Basketball Recruiting: Are the Harrison Twins Headed to Kentucky or Maryland?
The Harrison Twins have come to a final decision on their college future, but only they know whether the destination will be Kentucky, Maryland or the ultimate underdog in SMU.
Even their father, Aaron Harrison Sr., is in the dark about their decision.
“I guess they have (decided),” Harrison Sr. tells the Herald Leader’s Ben Roberts. “We have an agreement, basically, that they will just say it on TV and everyone will be surprised and I’ll leave it alone.”

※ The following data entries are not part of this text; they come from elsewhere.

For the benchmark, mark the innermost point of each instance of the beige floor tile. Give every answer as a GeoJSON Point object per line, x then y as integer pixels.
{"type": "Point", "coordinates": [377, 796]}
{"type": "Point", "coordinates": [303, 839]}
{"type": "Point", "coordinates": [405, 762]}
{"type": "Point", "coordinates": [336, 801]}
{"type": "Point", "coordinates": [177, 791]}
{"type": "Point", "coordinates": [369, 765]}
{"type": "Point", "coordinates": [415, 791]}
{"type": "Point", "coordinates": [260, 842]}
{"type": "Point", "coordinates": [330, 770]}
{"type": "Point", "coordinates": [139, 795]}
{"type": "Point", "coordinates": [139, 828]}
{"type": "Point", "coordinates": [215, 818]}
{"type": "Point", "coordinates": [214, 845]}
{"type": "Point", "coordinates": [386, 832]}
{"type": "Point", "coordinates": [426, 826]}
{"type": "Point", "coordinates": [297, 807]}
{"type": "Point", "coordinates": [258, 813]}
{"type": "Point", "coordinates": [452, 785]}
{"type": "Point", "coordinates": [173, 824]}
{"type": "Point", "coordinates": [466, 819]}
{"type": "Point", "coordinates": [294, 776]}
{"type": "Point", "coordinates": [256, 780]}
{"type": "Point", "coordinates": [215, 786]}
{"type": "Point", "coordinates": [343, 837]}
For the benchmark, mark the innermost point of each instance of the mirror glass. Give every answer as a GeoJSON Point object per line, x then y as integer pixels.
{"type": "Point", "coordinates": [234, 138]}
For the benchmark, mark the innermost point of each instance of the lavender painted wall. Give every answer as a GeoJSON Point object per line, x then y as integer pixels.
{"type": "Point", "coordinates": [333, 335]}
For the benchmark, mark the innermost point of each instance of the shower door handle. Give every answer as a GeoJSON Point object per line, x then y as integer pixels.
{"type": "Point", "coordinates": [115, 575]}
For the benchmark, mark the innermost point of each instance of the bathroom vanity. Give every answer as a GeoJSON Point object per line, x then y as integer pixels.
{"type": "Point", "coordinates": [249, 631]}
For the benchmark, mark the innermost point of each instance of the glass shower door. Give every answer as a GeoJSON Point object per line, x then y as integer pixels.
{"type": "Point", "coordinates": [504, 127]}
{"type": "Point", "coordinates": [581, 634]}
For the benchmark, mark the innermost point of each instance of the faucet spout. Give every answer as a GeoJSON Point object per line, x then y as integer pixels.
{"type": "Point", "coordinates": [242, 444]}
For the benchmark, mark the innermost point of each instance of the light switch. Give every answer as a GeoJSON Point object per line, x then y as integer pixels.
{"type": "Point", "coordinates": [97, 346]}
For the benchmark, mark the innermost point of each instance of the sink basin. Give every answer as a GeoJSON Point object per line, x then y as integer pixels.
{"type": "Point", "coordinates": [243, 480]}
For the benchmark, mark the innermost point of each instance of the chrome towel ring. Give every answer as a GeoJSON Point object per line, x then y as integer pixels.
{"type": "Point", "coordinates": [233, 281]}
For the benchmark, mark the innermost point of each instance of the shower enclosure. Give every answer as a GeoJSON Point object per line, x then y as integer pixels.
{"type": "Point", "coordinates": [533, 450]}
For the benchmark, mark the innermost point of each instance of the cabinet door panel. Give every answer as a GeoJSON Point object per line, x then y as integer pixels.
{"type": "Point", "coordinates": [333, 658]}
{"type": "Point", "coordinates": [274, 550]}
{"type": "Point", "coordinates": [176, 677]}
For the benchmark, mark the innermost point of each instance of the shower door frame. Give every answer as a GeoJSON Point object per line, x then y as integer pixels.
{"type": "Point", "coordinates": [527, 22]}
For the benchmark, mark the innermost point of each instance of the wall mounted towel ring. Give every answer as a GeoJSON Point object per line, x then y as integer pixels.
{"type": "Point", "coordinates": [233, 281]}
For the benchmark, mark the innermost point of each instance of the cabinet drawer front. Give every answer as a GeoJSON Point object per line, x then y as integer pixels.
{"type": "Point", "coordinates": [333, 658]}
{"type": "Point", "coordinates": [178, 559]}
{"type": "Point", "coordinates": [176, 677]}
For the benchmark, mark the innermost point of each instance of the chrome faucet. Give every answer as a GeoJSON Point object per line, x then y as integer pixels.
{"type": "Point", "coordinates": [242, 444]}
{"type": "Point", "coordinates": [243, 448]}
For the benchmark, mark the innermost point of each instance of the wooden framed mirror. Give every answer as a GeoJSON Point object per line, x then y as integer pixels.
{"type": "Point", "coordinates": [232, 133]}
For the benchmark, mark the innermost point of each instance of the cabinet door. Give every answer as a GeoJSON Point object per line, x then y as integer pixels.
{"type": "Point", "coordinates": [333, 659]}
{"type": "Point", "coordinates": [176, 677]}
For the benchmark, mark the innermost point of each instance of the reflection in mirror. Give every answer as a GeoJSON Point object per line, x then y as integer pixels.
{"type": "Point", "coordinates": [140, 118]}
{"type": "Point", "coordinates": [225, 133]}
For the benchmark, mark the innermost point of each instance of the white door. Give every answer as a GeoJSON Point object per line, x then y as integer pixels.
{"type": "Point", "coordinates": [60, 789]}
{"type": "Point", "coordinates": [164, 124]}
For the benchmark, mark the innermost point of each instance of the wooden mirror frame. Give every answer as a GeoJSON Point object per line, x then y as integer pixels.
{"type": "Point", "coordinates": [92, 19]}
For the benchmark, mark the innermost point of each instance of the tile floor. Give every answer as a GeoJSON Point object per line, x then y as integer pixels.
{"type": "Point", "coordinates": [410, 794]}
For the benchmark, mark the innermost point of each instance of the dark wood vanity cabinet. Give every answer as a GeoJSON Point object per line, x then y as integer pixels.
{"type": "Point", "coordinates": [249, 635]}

Aaron and Andrew are set to announce their final decision during a ceremony in their Travis (Texas) High School Gym on Thursday at 5 pm ET on ESPNU.
Kentucky fans have worried that Harrison Sr.’s ties to Maryland and his affinity for coach Mark Turgeon may ultimately steer his sons to the Terrapins, but their father adamantly denies any attempts on his part to sway their decision one way or the other.
“I’m their father. I’m still not going to send them somewhere they don’t want to go,” he tells Roberts. “Yes, I could say, ‘Son, you’re going to school here.’ Never. They would say, ‘Daddy, we object.’ They’ll be 18 next month. I think me and my wife have done a good job turning them into young men. They have good, sound judgement and good morals. Most people don’t know stuff. They say stuff, but they don’t know stuff.”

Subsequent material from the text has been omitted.